I just want to make a comment regarding the person who is 5 weeks pregnant and doesn't know how to navigate telling people. The conventional wisdom is you don't tell people "in case you have a miscarriage." But if you have a miscarriage... THEN WHAT?!?!?!?!!?! I will tell you, I had two, and it is way worse to try to explain to someone why you're sobbing at your desk at work. By the time I got to my third pregnancy, I was just telling people left and right where I was, what I was going through, why I was worried, etc. If you don't want to tell the world because you don't want to process grief with the world, that's fine, I get that. I wouldn't particularly care to discuss, say, a breakup with my great aunt on Facebook, so I don't really want to get into my miscarriages with her either. But please pick SOME PEOPLE whom you WOULD want to process grief with, because those people will be KEY in your recovery should you need them. And heavens to betsy, I hope you don't need them for that purpose and that they can just instead be people who get to smile and say "I know something you don't know" for a while until you're ready to let your great aunt on Facebook in on the action. But telling them is an insurance policy, and an important one at that.

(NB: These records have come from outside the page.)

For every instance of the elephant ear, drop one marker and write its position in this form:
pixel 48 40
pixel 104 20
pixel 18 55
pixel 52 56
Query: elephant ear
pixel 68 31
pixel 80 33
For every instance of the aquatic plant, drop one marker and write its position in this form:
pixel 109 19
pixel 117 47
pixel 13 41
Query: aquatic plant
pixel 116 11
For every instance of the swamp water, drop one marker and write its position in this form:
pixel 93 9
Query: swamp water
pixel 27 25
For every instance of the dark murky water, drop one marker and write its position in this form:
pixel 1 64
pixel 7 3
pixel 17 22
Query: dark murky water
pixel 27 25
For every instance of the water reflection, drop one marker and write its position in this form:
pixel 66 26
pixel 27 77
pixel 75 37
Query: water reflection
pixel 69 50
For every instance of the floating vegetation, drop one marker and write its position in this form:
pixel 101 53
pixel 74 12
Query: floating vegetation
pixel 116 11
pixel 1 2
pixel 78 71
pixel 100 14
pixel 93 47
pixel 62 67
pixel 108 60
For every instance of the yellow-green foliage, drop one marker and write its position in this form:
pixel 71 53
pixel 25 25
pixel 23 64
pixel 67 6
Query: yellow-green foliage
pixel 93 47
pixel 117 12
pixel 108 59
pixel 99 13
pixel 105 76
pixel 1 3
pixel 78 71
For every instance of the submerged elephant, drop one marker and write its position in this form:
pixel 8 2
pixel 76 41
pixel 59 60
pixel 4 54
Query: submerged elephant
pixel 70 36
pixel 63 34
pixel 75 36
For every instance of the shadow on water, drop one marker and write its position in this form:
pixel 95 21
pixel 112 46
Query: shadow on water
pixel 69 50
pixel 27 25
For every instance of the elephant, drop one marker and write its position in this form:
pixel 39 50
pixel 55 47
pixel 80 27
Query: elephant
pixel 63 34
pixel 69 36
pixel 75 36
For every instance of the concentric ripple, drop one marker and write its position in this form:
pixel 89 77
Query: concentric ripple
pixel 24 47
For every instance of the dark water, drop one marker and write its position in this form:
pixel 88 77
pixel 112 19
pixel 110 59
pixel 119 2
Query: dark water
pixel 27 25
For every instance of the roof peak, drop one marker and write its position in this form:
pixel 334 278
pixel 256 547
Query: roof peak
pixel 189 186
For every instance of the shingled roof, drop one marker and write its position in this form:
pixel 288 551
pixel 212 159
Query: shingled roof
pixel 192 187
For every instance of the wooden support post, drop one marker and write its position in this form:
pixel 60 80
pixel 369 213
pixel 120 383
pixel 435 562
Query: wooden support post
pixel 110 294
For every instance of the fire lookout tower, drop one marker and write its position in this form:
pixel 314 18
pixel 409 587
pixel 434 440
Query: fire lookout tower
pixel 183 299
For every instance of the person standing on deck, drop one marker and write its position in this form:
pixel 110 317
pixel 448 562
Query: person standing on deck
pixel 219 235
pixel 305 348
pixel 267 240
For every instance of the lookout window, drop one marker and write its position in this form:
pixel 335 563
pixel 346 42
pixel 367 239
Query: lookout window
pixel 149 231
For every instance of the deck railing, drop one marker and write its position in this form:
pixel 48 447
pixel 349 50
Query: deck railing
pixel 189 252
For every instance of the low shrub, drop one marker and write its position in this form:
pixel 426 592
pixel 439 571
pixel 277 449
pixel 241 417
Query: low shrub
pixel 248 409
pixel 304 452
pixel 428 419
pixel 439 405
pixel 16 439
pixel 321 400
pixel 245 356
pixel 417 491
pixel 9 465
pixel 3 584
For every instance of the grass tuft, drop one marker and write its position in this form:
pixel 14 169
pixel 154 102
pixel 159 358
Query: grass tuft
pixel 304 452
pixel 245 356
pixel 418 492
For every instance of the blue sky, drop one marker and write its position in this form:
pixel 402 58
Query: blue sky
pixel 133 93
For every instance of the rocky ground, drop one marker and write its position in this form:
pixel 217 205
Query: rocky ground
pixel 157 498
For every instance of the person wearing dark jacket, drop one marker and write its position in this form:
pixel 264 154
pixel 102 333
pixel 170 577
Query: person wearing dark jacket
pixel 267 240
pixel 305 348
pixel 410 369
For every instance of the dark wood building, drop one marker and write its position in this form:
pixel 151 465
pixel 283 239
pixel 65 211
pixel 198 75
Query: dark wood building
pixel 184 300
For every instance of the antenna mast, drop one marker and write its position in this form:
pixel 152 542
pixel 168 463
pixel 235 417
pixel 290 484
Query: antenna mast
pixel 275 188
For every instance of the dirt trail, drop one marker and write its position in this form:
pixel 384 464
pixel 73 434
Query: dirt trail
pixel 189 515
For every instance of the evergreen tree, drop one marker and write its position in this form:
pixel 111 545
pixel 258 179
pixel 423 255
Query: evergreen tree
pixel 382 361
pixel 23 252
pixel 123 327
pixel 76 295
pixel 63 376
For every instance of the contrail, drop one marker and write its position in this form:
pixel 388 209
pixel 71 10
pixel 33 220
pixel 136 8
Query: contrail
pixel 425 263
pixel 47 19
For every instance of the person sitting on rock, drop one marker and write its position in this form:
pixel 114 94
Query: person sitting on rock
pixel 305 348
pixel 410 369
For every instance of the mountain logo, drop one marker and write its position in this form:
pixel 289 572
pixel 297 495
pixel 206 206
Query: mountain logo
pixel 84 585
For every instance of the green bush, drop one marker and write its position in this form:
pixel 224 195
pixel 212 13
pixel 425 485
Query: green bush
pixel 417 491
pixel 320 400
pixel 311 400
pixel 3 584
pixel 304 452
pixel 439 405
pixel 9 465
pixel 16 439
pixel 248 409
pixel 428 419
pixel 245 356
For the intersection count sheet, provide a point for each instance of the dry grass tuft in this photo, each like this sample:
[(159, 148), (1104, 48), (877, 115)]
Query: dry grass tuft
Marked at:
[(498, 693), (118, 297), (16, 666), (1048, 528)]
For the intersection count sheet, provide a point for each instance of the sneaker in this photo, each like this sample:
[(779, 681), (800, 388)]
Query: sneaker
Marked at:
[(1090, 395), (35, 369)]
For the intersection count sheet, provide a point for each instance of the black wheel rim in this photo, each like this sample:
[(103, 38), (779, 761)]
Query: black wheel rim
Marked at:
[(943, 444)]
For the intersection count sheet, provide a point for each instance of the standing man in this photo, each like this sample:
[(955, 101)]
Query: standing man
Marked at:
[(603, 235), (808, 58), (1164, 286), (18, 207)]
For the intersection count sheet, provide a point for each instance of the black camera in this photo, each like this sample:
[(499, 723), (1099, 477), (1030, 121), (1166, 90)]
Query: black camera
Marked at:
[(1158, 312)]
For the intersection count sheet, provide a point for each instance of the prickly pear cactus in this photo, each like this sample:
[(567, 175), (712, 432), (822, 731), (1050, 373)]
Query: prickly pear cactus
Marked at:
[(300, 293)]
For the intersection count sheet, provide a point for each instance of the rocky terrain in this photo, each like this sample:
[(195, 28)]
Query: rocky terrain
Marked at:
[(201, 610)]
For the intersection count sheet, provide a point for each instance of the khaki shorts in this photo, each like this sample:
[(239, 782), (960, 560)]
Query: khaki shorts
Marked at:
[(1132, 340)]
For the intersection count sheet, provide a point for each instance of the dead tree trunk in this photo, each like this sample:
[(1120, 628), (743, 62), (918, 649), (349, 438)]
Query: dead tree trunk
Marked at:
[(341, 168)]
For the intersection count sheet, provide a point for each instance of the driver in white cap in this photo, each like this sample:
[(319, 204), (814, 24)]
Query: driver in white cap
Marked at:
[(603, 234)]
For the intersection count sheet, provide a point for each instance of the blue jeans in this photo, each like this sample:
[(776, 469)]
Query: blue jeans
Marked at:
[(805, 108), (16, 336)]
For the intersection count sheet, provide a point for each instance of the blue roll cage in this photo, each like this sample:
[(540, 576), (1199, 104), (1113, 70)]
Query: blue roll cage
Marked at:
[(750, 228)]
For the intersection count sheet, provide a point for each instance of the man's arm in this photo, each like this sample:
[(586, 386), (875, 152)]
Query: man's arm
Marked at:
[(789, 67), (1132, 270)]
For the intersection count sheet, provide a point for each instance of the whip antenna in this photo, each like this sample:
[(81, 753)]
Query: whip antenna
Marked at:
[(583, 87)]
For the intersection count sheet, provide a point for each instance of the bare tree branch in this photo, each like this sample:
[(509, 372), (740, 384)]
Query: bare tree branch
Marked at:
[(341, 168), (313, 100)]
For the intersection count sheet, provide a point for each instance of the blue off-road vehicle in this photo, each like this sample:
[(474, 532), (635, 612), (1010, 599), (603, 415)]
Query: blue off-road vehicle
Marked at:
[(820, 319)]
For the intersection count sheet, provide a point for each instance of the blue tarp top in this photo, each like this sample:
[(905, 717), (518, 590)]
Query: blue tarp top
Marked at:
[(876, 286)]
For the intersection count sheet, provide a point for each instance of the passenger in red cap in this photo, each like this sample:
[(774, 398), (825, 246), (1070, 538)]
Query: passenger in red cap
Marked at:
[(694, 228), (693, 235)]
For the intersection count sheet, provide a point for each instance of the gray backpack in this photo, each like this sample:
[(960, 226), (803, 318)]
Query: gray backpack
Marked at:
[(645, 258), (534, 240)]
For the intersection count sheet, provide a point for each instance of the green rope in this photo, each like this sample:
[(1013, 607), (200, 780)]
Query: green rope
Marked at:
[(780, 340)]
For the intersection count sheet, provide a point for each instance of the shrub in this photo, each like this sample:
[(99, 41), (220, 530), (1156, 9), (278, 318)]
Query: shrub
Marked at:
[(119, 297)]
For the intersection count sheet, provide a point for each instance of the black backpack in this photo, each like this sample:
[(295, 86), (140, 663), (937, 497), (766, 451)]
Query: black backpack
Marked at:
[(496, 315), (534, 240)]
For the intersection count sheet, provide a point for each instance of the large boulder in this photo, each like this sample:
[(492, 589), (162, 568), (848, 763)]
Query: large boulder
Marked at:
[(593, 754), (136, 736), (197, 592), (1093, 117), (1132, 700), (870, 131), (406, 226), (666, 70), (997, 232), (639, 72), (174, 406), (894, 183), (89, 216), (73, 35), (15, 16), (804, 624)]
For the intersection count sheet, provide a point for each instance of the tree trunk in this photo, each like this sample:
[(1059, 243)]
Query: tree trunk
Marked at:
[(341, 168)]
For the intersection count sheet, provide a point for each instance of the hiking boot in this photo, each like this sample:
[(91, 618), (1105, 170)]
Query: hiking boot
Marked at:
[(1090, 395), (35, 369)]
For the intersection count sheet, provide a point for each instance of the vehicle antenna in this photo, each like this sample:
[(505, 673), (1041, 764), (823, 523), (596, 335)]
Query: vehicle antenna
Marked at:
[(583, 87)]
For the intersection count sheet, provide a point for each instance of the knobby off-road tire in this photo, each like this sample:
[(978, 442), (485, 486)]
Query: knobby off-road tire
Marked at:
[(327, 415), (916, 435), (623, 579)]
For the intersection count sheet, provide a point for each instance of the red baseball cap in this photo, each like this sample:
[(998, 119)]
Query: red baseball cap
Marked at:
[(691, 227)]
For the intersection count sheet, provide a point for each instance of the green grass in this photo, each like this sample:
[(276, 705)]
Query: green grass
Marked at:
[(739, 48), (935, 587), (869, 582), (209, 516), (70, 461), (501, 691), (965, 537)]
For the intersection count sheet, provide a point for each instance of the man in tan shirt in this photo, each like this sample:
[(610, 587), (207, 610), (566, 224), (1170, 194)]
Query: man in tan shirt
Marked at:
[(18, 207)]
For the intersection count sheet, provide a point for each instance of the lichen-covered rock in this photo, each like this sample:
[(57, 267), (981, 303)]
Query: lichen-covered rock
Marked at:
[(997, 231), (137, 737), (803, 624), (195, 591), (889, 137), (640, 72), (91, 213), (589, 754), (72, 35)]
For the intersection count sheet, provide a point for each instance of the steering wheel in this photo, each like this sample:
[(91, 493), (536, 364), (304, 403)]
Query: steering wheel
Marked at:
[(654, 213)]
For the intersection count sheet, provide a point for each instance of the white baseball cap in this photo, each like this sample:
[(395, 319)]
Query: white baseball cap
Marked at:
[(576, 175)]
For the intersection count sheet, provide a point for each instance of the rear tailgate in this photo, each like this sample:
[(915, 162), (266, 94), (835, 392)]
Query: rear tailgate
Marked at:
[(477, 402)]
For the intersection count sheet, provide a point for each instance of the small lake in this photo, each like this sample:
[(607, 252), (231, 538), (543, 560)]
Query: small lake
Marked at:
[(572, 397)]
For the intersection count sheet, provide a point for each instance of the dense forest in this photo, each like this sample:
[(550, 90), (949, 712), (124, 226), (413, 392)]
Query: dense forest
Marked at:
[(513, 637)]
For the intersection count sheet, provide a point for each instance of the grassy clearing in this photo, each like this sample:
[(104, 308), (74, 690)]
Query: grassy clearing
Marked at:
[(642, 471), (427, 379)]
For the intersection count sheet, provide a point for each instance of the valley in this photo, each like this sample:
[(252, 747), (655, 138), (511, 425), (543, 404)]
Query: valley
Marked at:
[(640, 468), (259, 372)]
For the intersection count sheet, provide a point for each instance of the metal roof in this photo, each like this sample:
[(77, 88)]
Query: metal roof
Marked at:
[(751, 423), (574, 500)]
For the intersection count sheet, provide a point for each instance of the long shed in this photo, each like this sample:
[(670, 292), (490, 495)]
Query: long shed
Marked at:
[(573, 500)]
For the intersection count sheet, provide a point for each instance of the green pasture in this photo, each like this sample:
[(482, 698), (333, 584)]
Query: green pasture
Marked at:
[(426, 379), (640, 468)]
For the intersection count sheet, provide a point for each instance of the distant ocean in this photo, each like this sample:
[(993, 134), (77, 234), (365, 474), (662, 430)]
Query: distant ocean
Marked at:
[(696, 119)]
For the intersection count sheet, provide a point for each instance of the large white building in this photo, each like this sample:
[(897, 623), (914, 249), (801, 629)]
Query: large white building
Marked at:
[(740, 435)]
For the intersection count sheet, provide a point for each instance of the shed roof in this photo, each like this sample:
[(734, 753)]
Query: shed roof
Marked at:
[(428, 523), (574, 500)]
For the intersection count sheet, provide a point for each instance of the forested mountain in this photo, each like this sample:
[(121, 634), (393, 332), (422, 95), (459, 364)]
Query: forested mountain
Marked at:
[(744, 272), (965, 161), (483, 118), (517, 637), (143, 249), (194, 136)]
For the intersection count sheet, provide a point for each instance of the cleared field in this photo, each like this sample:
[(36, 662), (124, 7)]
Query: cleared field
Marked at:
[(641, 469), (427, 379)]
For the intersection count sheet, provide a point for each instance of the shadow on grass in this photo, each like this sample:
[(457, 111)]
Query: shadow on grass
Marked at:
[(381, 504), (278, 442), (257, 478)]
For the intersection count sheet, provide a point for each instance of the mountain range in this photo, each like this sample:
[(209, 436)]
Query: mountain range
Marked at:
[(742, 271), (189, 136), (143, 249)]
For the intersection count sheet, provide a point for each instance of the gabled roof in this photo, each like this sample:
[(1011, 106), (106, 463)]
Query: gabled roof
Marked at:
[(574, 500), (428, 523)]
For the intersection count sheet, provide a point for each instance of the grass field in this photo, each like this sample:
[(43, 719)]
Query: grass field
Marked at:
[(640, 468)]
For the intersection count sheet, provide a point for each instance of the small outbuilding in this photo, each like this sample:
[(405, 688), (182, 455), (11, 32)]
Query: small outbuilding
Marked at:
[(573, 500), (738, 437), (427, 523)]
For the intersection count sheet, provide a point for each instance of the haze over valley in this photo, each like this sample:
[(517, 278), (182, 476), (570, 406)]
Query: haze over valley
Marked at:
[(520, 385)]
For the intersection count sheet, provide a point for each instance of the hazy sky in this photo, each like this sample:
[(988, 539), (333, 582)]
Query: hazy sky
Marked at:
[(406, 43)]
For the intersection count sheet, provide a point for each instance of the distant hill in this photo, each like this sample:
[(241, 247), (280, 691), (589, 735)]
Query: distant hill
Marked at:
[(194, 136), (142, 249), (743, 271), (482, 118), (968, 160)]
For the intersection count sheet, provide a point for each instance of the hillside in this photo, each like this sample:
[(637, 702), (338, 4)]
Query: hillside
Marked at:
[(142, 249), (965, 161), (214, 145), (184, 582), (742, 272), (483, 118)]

I also want to step on a feminist soapbox for a minute and say I think the conventional wisdom to not tell people you're pregnant in case you miscarry is because miscarriage has been deemed a "lady issue" akin to a period by our society and therefore it is considered GAUCHE to discuss it in public. Dismantle the patriarchy! Talk about your pregnancies, miscarriages and abortions! The only way to make progress is to get it all out in the open.